Уже лысеющего болезненного Музыканта, которого звали Радость, Медведь не позволял обижать и даже советовался с ним по разным семейным вопросам. А как же, ведь тот был старше его на пятнадцать лет! Спал Медведь вместе со всеми «детьми» в огромном зале, занимавшем весь третий этаж дома, хотя у него и была собственная, положенная ему по рангу спальня, прекрасно меблированная и с окном не на улицу, а во внутренний заросший инжиром и виноградом двор. Никогда в те выходные дни, когда Медведь ночевал не в казарме, а дома, он не приставал к сёстрам, как это делали, судя по рассказам, все Воины из его роты. Он не представлял себе, как бы он мог это сделать. Приятели, конечно, немного пошлили и по-дружески подтрунивали над ним, зная об этом. Он и сам себе казался не от мира сего.
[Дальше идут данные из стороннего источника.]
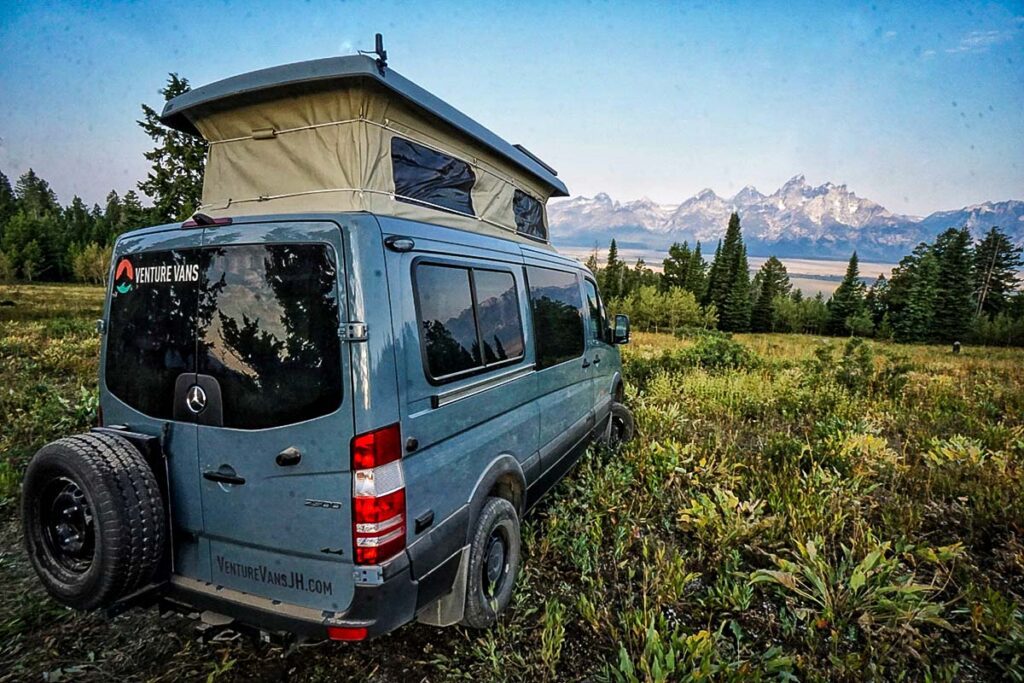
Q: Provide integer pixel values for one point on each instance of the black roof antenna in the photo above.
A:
(379, 51)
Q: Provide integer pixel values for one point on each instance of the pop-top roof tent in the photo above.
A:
(351, 134)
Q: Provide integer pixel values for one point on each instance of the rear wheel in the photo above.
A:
(495, 554)
(93, 519)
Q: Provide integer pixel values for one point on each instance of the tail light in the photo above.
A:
(378, 496)
(346, 633)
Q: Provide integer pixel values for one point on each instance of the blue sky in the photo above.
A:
(920, 108)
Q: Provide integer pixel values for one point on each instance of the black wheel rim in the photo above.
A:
(69, 532)
(496, 565)
(617, 430)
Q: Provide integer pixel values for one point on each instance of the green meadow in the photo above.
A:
(793, 508)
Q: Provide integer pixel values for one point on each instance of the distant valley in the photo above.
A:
(798, 220)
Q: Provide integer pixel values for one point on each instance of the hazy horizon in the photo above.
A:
(920, 109)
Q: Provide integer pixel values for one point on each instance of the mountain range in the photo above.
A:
(798, 220)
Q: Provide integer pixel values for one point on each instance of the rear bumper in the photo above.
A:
(379, 608)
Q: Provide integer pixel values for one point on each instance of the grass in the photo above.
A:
(793, 508)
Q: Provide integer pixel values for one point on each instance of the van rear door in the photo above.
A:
(275, 423)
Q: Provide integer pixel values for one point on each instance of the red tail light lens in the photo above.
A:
(346, 633)
(377, 447)
(378, 496)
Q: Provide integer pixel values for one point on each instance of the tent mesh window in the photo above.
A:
(528, 215)
(426, 176)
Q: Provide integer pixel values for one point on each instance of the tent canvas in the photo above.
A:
(323, 136)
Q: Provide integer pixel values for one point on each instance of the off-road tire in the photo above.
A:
(623, 427)
(127, 518)
(482, 608)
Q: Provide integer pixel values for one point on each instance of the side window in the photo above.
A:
(597, 326)
(498, 306)
(463, 310)
(426, 176)
(557, 308)
(267, 331)
(528, 215)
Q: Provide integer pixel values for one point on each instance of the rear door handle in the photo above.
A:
(223, 478)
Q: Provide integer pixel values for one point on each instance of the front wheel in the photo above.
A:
(622, 428)
(495, 554)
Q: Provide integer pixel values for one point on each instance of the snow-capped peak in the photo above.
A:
(797, 219)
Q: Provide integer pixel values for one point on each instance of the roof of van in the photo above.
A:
(326, 74)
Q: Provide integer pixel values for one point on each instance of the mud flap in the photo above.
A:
(449, 609)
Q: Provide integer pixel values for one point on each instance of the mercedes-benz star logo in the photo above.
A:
(196, 398)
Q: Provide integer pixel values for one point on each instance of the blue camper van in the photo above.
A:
(330, 396)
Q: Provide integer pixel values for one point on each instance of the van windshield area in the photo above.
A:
(262, 319)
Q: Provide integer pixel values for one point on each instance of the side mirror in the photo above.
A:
(621, 335)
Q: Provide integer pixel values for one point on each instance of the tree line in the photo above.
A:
(951, 289)
(41, 240)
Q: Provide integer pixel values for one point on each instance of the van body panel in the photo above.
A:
(455, 438)
(285, 536)
(286, 532)
(564, 391)
(189, 552)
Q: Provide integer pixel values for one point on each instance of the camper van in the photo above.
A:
(328, 399)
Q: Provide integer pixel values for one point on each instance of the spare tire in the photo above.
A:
(93, 518)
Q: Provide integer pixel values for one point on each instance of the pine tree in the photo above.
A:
(996, 263)
(7, 203)
(953, 304)
(735, 313)
(723, 267)
(593, 264)
(848, 299)
(676, 267)
(712, 283)
(773, 282)
(612, 285)
(876, 299)
(35, 197)
(175, 183)
(695, 273)
(910, 296)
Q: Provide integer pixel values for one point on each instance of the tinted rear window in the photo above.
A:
(266, 317)
(557, 305)
(268, 333)
(151, 337)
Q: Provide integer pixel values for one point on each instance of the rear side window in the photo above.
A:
(463, 310)
(151, 336)
(554, 296)
(268, 332)
(528, 215)
(426, 176)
Но это была тайна необычной Семьи, в которой родители научили детей стеснению и ещё многим другим странностям, вообще не свойственным современным горожанам.

Отец рассказывал детям какие-то чудные сказки о том, что раньше якобы люди жили совсем не так, как сейчас, – мир был устроен иначе. Дети, от мала до велика, слушали его с открытыми от удивления ртами, забавлялись этими отцовскими историями и их чудаковатыми героями. Но с годами каждый из них понимал, что это не просто сказки, что эти герои существовали когда-то на земле и что они так же, как все, радовались и грустили, жили и умирали, боролись и побеждали, и что Отец-то знает об этом наверняка, что он это всё не придумал – он откуда-то это знает! и про бедную Анну, бросившуюся под железную колесницу именуемую «Паровоз», и про великого путешественника Гулливера, и про подводный корабль капитана Немо, и про семерых говорящих козлят и говорящего волка…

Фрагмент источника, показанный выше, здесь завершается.